This summer, for the first time in 22 years, 12,000 prison inmates can use federal funding to take college courses – a change that could ease their transition to civilian life and reduce the chances they will commit crimes again upon release. A bill in the House and Senate would offer the same opportunity to hundreds of thousands more.

In 1994, Congress banned Pell Grants for prisoners. The rule remains in place, but last year the Obama administration announced a pilot program in partnership with 67 colleges and universities to let some prisoners earn a degree while they serve their sentences. The program launched last month, but allowing all inmates to benefit is up to Congress: Legislation to strike the prisoner prohibition was introduced in the House last year, and a matching proposal was recently brought to the Senate. Both should pass.

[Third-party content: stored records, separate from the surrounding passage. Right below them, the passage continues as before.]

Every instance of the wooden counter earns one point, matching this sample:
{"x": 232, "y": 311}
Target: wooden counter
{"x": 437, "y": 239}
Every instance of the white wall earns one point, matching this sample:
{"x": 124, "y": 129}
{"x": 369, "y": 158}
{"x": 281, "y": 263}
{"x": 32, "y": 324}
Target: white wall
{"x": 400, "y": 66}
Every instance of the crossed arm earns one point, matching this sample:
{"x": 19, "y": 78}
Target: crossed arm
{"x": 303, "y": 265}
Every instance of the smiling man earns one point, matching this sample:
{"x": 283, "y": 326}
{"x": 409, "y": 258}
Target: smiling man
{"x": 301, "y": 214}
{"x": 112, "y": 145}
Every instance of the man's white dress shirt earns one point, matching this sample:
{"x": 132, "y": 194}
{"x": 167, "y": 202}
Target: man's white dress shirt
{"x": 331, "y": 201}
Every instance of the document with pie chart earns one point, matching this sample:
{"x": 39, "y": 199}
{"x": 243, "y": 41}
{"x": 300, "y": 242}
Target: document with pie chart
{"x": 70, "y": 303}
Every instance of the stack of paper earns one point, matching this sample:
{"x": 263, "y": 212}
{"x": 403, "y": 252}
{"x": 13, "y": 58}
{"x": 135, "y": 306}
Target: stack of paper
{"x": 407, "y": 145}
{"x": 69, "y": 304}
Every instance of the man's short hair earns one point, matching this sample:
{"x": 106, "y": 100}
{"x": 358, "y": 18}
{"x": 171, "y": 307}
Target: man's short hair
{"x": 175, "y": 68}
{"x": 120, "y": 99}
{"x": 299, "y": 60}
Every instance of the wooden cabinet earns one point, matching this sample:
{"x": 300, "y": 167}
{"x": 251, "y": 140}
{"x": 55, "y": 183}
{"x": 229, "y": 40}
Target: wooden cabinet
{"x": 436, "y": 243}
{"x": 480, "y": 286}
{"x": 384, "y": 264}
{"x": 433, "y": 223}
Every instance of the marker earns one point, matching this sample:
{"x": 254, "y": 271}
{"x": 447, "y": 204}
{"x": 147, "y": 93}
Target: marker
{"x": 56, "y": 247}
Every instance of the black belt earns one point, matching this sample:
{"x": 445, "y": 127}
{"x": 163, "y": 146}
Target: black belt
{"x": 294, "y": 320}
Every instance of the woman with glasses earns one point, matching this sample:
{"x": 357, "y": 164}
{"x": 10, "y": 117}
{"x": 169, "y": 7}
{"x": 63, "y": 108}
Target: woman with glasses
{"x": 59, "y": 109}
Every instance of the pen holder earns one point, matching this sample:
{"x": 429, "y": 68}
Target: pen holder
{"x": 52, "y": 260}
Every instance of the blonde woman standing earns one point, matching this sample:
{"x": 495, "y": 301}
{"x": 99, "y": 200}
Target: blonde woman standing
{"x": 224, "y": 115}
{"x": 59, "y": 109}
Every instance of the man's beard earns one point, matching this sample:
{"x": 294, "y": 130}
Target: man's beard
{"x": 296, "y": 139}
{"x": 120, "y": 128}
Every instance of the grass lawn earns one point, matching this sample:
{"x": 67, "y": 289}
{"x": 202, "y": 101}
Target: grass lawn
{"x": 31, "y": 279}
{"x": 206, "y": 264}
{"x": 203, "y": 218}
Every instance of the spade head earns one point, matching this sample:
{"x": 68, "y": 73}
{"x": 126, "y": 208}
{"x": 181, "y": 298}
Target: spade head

Lawmakers made a mistake when they decided that educating prisoners for free would reward bad behavior at the expense of law-abiding students who struggle to pay tuition. Prisoner education encourages good behavior; inmates who make the effort should be encouraged. And the expense is modest: In 1993 and 1994, funding for prisoners took up less than 1 percent of Pell Grants. Congress could reinstate inmate eligibility without depriving students outside of the prison system.

In fact, programs that reduce recidivism save money. Right now, 68 percent of prisoners end up back behind bars within three years of release. Recidivism rates decrease to less than 14 percent when prisoners receive associate degrees and to less than 6 percent when they earn bachelor’s degrees. Every dollar spent on educating prisoners saves $5 in reincarceration costs, a Rand Corp. analysis found.

Inmates leave prison to find a world different from the one they left. Without education, the adjustment is harder and joblessness more likely. As a result, too many prisoners re-enter the outside world only to find themselves serving another sentence after just a few years, and too many other Americans are hurt by their crimes. Congress could – and should – change that.